Troisième partie : Günter Kunert

Les mythes antiques et bibliques occupent une place absolument fondamentale dans la poésie et dans l’œuvre en général de l’écrivain Günter Kunert. S’ils sont quasiment absents des premiers recueils poétiques qui paraissent dans les années cinquante et au début des années soixante, leur apparition intervient de manière significative avec le recueil Der ungebetene Gast de 1965, qui marque un premier tournant important dans la production poétique de Kunert. En effet, c’est à partir de ce recueil que l’auteur abandonne une approche à visée didactique, idéologique de la littérature au profit d’une approche centrée sur une réflexion ontologique et sociale critique.
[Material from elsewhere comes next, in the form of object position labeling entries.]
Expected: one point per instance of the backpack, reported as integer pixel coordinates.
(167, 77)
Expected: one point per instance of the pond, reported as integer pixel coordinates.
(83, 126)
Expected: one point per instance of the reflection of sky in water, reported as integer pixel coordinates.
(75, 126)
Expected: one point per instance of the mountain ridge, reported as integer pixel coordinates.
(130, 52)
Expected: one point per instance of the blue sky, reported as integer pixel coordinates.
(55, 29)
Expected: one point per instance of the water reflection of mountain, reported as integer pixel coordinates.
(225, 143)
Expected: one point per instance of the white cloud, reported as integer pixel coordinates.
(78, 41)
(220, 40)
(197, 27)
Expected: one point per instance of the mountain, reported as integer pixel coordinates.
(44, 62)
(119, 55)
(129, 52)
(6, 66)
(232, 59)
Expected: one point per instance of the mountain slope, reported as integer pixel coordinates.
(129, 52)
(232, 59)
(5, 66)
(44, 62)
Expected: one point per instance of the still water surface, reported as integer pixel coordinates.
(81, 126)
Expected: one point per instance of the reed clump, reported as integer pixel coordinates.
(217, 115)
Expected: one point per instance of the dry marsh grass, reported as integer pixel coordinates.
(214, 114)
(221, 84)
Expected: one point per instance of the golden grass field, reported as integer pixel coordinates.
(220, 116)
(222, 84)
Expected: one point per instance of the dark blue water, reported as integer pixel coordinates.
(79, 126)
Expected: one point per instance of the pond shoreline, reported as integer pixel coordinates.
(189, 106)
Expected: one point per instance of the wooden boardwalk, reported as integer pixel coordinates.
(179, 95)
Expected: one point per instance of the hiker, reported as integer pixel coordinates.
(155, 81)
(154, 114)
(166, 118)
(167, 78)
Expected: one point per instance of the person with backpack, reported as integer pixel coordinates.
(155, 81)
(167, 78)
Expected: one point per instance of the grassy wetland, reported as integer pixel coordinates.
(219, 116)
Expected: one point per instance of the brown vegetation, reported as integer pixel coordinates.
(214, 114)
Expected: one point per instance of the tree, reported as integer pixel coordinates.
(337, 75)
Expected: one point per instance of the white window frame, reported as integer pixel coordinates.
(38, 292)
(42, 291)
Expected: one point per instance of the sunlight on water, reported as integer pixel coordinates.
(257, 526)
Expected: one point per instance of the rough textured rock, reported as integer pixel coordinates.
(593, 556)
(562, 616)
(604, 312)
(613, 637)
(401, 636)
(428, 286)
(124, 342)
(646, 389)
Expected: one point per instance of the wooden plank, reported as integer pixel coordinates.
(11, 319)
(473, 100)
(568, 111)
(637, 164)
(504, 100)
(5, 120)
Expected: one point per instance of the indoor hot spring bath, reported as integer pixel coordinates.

L’éventail des mythes auquel il a recours depuis lors impressionne par sa diversité tant thématique que formelle, que ce soit dans ses essais poétologiques et autobiographiques, dans ses nouvelles, ses poèmes et, dans une moindre mesure, dans son roman Im Namen der Hüte. Au niveau du choix des thèmes, mythologies antique et biblique s’entremêlent pour offrir un vaste panorama de la culture mythologique. À côté de mythes incontournables tels que ceux de Prométhée, Orphée, Sisyphe, Icare, Ulysse, Cassandre, Jonas, Noé, Caïn et Abel, on trouve des figures moins attendues comme celle d’Atlas, du basilic, de Marsyas, de Berolina, divinité de la ville de Berlin, de Nausicaa, de Polyphème et de Pilate. Or, si dans son œuvre en prose, Günter Kunert montre une nette préférence pour les motifs issus de la mythologie antique grecque, la chose est beaucoup moins évidente en ce qui concerne ses poèmes. La mythologie (et l’Histoire) grecque prédomine largement dans les recueils Der ungebetene Gast (1965) et Warnung vor Spiegeln (1970), mais à partir du recueil Offener Ausgang (1972), un équilibre s’instaure entre les deux sources mythologiques principales. L’importance nouvelle accordée à l’Ancien et au Nouveau Testament ne correspond pas chez Kunert à une soudaine adhésion à un mouvement religieux. De son point de vue, la religion judéo-chrétienne fonctionne comme un formidable réservoir d’histoires et d’images fortes au même titre que la mythologie antique. Ces histoires, une fois dépouillées de leur dimension spécifiquement théologique, offrent un matériau très dense que Kunert va retravailler et adapter à sa vision du monde, comme il l’explique lui-même dans un entretien avec Franz Schulte-Schulenberg, intitulé « Gespräch über die Judenfrage. Nachtrag zum 70. Geburtstag im März 1970298 ».

Notes
298.

Andreas W. Mytze, Vergangenheit und Zukunft, Dransfeld, Mylet Druck, 1999, p. 7.